The flavours of savouring

The great thing about savouring is that it’s such a flexible technique, coming in so many different flavors. For example, think of all the different things that you might luxuriate or bask in, relish, treasure, or cherish. You can choose something tangible (like a warm bubble bath) or something intangible (like a lifelong friendship) to notice, appreciate, and enhance. You can use some or all of your senses when savouring, and you can savour across time dimensions, focusing on things in the past, present, or future. This gives you enormous scope when looking for opportunities to savour in your everyday life.

Bubbles

Bubbles

How to savour in 5 easy steps:

The ‘rules’ of savouring are very straightforward and easy to remember:

  1. Slow down.
  2. Pay attention.
  3. Use all your senses – touch, taste, sight, smell, hearing.
  4. S-t-r-e-t-c-h out the experience for as long as you can.
  5. Reflect on your enjoyment.

It’s important to remember that savouring is a process not an outcome – in other words it’s something we do, not something we get.

Over the next 12 days, try some of the following savouring suggestions:

Savouring the future

  • Anticipate the excitement and delight on your children’s faces as they open their presents on Christmas morning.
  • Look forward to welcoming friends into your home.
  • Anticipate the strong community bonds created by attending local carol services or neighbourhood parties.
  • Look forward to a fresh start in 2012, the chance to set new goals, and the green shoots of Spring.

Savouring the present

  • Relish that box of dark chocolate pralines that you received from Auntie Joyce.
  • Drink in the aroma of cloves, tangerines, and cinnamon of the mulled wine as it simmers on the stove.
  • Luxuriate in a warm bath scented with the fragrance of neroli oil, jasmine, and rose petals.
  • Turn off your mobile phone so that you can snuggle up with your kids on the sofa and laugh at the latest Disney movie.

Winter Frost

Winter Frost

Savouring the past

  • Reminisce, with others if you can, about remarkable holidays in the past, such as the time when you built a mammoth snowman on the front lawn, volunteered at a downtown soup kitchen, or glimpsed reindeer in Lapland.
  • Ring a friend you haven’t spoken to in a while and talk about the good old days.
  • Get out the photo album, and spend 15 minutes remembering all those special occasions.
  • Pick a prominent accomplishment from 2011 – an exam passed, a promotion gained, or weight lost – and savour your memories of the achievement.

Remember to take your time, to imagine the small details of the positive experience using all your senses if you can, and to share it with others.

How not to savour!

It’s worth bearing in mind that there are several things which can completely spoil your experience of savouring, or fail to get it off the ground.
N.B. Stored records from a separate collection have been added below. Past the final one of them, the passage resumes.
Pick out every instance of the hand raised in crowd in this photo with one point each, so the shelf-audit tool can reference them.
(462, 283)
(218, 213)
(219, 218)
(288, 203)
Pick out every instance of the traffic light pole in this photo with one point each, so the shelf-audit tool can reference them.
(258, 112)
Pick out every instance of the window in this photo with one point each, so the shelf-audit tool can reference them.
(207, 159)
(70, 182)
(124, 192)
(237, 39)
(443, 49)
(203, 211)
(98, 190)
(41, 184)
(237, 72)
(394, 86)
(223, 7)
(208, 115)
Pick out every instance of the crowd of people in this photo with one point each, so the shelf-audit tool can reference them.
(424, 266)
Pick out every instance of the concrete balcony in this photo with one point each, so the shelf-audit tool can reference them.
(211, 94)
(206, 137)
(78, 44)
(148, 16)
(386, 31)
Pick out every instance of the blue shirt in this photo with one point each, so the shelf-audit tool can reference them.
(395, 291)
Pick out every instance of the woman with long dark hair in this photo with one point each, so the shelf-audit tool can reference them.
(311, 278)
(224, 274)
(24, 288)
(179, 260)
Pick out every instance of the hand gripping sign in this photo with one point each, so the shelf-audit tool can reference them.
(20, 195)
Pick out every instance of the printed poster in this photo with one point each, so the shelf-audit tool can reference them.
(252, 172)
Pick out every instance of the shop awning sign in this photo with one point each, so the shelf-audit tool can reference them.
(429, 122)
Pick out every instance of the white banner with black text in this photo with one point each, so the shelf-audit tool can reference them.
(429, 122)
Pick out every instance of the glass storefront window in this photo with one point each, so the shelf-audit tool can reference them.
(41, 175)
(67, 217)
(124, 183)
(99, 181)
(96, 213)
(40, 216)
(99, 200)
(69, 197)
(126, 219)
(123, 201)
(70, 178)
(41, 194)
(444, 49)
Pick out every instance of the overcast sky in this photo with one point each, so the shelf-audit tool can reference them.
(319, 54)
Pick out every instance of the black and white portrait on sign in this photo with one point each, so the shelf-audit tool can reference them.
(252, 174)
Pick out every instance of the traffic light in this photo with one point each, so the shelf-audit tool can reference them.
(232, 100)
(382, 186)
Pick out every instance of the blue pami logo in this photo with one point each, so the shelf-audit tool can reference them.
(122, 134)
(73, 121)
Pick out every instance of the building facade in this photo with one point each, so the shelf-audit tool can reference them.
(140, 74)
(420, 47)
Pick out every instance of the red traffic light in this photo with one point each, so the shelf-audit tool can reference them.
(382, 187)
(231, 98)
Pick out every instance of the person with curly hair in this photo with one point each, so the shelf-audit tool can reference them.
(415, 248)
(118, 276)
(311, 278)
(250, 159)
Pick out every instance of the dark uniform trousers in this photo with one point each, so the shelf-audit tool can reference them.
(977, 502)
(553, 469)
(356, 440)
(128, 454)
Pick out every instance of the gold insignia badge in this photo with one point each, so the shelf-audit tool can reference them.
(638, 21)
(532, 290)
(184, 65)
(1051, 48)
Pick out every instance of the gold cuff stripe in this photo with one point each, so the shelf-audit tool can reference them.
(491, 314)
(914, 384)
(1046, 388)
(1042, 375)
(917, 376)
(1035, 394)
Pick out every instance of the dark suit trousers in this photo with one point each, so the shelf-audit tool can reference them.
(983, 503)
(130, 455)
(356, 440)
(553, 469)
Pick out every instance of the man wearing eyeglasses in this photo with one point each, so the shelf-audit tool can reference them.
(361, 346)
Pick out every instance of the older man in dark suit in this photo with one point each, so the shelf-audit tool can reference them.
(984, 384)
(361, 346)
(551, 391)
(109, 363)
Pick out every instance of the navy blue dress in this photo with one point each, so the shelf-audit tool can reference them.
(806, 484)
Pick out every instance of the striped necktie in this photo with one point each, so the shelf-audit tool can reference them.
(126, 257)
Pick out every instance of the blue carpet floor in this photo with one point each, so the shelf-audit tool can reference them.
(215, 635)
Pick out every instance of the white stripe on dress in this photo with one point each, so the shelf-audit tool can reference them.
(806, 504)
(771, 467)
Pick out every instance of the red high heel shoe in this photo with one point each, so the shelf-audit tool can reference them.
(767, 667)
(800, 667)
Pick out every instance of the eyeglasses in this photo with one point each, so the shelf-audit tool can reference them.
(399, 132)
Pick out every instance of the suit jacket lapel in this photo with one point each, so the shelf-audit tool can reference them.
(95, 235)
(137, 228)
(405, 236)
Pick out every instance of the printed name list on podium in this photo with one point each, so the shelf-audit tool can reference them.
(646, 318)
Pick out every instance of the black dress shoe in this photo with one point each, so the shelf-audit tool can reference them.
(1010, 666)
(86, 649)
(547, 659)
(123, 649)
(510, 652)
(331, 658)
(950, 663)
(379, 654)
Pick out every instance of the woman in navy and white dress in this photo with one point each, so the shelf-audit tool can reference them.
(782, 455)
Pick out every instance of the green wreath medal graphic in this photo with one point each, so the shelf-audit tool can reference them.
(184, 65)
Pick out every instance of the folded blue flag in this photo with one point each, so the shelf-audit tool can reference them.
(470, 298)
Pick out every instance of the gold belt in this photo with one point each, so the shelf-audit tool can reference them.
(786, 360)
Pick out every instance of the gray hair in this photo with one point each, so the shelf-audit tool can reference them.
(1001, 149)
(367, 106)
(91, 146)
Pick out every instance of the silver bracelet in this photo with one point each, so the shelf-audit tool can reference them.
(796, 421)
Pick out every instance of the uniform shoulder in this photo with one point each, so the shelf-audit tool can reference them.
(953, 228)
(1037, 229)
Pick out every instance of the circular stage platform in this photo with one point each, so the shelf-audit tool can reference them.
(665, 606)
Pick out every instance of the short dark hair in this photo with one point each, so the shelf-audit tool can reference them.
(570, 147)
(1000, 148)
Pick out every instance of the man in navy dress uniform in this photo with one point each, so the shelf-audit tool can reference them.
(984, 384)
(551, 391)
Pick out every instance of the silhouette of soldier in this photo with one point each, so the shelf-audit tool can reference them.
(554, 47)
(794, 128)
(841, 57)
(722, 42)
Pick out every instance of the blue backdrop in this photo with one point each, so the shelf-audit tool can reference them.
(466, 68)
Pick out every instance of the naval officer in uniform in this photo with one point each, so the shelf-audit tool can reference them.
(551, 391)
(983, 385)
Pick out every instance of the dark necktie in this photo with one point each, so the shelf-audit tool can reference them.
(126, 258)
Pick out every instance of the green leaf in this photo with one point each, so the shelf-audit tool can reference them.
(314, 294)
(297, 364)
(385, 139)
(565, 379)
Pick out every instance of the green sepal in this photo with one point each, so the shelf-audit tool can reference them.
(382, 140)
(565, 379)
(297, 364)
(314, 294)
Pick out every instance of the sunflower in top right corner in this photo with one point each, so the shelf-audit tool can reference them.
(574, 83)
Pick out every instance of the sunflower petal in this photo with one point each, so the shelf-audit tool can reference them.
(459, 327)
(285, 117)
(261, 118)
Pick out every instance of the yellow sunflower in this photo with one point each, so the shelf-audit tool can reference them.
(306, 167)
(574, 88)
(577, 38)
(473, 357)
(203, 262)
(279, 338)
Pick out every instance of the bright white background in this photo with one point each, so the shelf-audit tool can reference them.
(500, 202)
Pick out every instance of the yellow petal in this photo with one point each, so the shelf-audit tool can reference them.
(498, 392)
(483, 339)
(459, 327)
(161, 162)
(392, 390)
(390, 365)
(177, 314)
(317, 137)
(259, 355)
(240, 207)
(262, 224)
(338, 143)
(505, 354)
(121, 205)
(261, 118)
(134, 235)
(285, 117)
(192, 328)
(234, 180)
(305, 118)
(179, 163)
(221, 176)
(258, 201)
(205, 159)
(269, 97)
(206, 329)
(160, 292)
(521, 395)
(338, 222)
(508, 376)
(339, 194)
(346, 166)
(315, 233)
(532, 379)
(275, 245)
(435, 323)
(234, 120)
These include:

  • Killjoy thinking about how the experience might be improved
  • Analyzing in the moment why an experience is positive
  • Rushing

And finally….What will you savour?

There are so many different ways to savour that there will be at least one which suits you. But why not use every spare ten minutes this festive season to try them all, and let us hear about your experiences?

Happy Savouring!


References

Bryant, F. & Veroff, J. (2007) Savoring: A new model of positive experience. Mahwah, New Jersey: Lawrence Erlbaum Associates.

Quoidbach, J., Berry, E. V., Hansenne, M. & Mikolajczak, M. (2010). Positive emotion regulation and well-being: Comparing the impact of eight savoring and dampening strategies. Personality and Individual Differences, 49(5), 368-373. From the abstract:

“The present study examines the relative impact of the main positive emotion regulation strategies on two components of well-being: positive affect (PA) and life satisfaction (LS). A total of 282 participants completed measures of PA, LS, overall happiness, and the savoring and dampening strategies they typically used. Results show that when experiencing positive events, focusing attention on the present moment and engaging in positive rumination promoted PA, whereas telling others promoted LS. In contrast, being distracted diminished PA, while focusing on negative details and engaging in negative rumination reduced LS. … our results further show that … typically using various strategies rather than a few specific ones … was beneficial to overall happiness. Our findings suggest that there are several independent ways to make the best (or the worst) out of our positive emotions, and that the cultivation of multiple savoring strategies might be required to achieve lasting happiness.”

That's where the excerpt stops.